King Vidor’s The Big Parade is a war picture that sparked such an interest in the American public that they went to see it in droves. Indeed, it was such a huge success that it went on to become the highest grossing film of the silent era. No surprise that it’s made the list, then. But just because it’s the highest grossing silent film doesn’t necessarily mean that it’s good, right? Well, rest assured, this is indeed a good picture, though to say any more than that might be stretching a little.
The Big Parade is the story of Jim Apperson, a well-to-do young man who enlists in the army when the Great War comes along. It follows his life as he goes to war, makes new friends, falls in love, and gets his first taste of battle. The story is appealing to just about any crowd, which probably explained much of the film’s success. As to whether modern viewers will take to it just as easily, it can get a bit wishy-washy and unfocused in the middle section, but for the most part it handles itself very well. This was much more watchable than Vidor’s other films on the list, as good as they were; this just seemed so much more accessible. It’s filmed very nice; nothing too outstanding, but it’s not muddled or square like some other silents I’ve seen as of late.

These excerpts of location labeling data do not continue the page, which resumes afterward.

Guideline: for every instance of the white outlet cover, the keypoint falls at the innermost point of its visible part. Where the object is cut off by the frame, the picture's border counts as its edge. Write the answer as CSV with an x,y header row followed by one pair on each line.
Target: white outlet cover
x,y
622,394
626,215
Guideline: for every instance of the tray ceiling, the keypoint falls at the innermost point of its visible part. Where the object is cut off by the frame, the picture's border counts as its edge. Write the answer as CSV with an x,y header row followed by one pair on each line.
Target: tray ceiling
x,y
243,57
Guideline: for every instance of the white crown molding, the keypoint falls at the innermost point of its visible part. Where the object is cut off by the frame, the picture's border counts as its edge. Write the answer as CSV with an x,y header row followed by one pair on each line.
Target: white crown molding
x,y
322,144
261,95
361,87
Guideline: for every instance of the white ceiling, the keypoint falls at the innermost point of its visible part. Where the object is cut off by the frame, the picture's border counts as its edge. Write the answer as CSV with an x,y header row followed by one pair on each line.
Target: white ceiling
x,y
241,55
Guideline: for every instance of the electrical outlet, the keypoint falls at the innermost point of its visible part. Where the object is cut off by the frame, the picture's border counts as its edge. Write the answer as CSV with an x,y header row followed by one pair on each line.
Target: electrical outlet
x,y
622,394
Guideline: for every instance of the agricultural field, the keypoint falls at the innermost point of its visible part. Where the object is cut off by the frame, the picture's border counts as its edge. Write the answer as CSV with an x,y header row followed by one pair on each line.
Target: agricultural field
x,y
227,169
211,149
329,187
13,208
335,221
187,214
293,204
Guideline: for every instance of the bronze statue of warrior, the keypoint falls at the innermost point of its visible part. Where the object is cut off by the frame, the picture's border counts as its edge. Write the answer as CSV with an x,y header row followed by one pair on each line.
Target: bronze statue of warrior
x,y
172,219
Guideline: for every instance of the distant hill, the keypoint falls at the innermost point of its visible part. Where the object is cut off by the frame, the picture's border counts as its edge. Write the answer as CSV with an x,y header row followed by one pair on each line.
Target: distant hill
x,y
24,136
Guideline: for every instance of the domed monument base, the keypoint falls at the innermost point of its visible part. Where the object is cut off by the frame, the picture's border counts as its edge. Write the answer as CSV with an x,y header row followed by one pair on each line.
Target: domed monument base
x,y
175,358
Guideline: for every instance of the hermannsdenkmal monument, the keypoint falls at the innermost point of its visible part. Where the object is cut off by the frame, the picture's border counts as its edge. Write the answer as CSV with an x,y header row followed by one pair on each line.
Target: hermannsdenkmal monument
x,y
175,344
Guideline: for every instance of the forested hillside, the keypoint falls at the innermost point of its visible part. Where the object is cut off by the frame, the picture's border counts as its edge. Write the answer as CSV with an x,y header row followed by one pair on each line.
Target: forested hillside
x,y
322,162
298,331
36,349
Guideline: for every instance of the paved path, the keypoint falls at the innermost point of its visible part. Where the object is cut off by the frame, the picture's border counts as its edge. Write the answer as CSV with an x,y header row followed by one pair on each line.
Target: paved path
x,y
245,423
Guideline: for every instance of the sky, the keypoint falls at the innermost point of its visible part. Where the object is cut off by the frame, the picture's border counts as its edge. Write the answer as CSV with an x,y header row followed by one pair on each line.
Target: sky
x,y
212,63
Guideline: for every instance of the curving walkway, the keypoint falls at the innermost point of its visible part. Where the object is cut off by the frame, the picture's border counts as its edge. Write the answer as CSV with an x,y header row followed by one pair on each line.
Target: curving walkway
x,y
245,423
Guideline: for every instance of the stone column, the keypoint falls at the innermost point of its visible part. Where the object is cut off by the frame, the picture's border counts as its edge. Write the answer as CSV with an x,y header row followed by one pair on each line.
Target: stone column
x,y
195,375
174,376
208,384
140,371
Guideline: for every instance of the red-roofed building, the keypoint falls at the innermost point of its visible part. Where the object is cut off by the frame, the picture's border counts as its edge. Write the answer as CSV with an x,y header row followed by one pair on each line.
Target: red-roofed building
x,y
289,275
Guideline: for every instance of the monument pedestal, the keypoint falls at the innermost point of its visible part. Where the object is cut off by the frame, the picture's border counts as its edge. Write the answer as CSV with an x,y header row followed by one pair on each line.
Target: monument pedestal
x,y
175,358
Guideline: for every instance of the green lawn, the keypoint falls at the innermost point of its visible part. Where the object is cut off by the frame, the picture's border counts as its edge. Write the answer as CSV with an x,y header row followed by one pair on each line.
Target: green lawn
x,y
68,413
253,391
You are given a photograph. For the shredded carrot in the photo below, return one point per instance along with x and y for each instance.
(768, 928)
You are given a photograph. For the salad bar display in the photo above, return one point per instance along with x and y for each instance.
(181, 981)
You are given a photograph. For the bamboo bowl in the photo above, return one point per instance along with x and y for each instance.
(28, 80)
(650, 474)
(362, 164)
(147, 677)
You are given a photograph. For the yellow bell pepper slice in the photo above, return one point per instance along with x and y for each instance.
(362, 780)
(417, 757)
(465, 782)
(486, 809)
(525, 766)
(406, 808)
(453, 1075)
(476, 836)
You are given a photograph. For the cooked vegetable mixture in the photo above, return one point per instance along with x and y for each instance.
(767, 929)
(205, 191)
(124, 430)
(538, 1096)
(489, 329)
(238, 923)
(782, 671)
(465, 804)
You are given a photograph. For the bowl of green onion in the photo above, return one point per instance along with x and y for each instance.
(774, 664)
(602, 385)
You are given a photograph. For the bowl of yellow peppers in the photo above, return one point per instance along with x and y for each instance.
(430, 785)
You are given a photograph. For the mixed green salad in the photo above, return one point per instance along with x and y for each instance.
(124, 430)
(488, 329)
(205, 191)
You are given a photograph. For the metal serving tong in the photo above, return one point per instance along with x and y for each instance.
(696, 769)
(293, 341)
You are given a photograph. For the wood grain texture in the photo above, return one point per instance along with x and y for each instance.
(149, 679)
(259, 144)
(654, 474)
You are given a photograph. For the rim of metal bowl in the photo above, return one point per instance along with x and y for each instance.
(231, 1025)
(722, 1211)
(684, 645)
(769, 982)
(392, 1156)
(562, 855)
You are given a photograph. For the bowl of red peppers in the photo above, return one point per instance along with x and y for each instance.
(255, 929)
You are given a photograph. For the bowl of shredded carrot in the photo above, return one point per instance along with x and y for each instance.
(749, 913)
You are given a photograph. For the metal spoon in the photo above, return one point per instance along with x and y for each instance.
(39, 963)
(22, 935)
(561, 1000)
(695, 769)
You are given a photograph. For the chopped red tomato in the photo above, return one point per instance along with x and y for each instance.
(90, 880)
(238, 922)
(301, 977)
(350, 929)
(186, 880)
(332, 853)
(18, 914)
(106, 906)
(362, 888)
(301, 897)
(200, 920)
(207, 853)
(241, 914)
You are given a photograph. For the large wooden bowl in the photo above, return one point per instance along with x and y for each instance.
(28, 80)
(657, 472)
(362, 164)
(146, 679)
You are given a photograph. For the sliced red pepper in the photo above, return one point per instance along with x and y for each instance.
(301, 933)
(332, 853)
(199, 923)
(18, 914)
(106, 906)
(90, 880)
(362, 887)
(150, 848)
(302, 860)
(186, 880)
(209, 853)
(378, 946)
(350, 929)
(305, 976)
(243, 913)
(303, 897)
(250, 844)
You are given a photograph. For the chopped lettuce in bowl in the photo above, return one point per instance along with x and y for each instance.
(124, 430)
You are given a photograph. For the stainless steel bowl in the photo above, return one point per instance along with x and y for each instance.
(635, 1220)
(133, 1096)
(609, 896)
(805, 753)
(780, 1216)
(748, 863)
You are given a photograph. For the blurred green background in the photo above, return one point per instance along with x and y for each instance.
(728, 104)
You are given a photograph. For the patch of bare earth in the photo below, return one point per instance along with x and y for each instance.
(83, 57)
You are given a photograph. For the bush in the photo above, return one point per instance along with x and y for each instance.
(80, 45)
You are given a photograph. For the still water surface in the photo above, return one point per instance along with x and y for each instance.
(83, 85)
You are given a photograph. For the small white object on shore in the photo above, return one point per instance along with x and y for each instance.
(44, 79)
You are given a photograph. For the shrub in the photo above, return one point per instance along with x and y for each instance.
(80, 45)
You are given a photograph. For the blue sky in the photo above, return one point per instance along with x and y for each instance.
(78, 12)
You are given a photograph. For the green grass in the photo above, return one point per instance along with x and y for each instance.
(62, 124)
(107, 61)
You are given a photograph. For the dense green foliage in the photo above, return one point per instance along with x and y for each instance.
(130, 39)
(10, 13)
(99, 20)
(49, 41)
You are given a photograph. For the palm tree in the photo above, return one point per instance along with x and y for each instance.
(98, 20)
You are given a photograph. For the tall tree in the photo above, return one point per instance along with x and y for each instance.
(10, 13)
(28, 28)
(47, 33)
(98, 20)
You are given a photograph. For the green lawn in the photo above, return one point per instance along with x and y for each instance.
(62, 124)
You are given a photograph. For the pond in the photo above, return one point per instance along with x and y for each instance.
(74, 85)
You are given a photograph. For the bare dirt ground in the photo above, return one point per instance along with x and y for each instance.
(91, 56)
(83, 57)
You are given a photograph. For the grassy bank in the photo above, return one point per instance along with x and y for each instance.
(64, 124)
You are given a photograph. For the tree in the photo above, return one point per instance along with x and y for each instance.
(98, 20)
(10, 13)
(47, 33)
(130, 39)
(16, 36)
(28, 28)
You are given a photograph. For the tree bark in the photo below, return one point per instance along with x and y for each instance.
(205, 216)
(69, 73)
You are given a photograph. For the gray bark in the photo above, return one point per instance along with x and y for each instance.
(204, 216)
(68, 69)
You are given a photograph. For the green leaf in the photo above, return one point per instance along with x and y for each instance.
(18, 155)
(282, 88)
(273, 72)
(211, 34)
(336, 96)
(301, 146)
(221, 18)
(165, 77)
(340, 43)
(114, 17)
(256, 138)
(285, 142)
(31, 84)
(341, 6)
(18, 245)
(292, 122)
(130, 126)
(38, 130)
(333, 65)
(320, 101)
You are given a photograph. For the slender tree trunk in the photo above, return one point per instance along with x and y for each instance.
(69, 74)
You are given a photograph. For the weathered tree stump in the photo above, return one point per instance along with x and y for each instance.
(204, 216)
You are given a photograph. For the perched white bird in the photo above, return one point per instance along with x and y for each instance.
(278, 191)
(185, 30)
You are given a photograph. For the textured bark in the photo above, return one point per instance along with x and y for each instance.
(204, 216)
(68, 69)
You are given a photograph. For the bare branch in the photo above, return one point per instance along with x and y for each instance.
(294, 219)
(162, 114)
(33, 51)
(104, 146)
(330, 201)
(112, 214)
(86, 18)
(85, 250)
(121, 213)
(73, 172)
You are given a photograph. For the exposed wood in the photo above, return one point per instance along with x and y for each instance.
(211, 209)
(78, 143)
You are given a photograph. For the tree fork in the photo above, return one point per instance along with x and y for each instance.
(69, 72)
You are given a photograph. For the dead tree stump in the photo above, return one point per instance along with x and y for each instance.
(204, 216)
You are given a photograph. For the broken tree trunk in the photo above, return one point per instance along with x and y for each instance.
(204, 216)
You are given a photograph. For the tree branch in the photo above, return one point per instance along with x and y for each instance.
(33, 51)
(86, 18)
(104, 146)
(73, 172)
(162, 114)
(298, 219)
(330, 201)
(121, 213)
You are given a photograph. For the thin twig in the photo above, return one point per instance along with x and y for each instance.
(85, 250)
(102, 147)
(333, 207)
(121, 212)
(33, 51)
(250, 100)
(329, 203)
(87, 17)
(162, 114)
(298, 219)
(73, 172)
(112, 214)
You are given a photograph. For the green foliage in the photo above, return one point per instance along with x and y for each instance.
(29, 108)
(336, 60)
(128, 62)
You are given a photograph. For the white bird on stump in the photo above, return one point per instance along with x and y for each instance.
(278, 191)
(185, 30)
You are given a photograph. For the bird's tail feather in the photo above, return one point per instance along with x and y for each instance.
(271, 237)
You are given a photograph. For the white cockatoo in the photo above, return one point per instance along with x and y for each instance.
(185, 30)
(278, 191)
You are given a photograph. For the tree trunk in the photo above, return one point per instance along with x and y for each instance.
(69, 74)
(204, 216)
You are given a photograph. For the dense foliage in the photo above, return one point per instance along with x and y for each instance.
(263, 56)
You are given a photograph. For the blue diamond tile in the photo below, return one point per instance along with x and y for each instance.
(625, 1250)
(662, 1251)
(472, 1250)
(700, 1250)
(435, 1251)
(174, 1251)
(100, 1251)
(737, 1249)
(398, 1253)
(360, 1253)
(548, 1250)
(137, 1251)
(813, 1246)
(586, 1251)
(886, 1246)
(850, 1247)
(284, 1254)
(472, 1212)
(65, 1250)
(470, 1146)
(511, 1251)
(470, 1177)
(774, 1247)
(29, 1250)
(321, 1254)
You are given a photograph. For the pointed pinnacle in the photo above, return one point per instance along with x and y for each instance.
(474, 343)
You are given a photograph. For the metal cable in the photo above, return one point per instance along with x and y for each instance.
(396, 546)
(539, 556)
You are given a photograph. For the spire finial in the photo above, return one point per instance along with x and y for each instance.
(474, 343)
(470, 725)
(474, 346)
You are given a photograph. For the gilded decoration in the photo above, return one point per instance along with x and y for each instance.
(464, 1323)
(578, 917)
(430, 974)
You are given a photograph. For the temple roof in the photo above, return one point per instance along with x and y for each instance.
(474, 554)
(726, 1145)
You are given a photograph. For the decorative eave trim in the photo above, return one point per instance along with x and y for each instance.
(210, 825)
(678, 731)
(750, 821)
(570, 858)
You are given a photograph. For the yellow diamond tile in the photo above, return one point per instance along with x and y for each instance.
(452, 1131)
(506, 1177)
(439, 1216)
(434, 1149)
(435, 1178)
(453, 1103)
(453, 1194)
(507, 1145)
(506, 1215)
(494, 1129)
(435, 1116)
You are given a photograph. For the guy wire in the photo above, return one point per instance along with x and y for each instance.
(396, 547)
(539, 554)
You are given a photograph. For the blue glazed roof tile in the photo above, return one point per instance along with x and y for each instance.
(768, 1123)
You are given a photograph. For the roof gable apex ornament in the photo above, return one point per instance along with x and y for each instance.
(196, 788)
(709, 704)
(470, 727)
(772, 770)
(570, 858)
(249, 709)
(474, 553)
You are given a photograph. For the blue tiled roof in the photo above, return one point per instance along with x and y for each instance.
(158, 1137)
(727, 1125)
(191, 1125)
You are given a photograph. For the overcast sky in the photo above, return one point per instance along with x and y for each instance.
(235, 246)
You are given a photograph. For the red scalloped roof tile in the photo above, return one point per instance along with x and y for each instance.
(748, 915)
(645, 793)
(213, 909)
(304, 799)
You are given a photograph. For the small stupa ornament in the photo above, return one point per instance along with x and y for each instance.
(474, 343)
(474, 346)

I mentioned in a previous review of a Vidor film that he seems to make films that are altogether simple, but are ultimately more than the sum of its parts. Nothing could be truer about The Big Parade. It’s made very basically, but for some reason, becomes very memorable in the end. This is one that will stick with you, mostly for how much it is different from other war pictures of the time, but also because it is sincere, which is rare in an era of films that all were trying to sell you on their particular stories. Definitely give this one a go.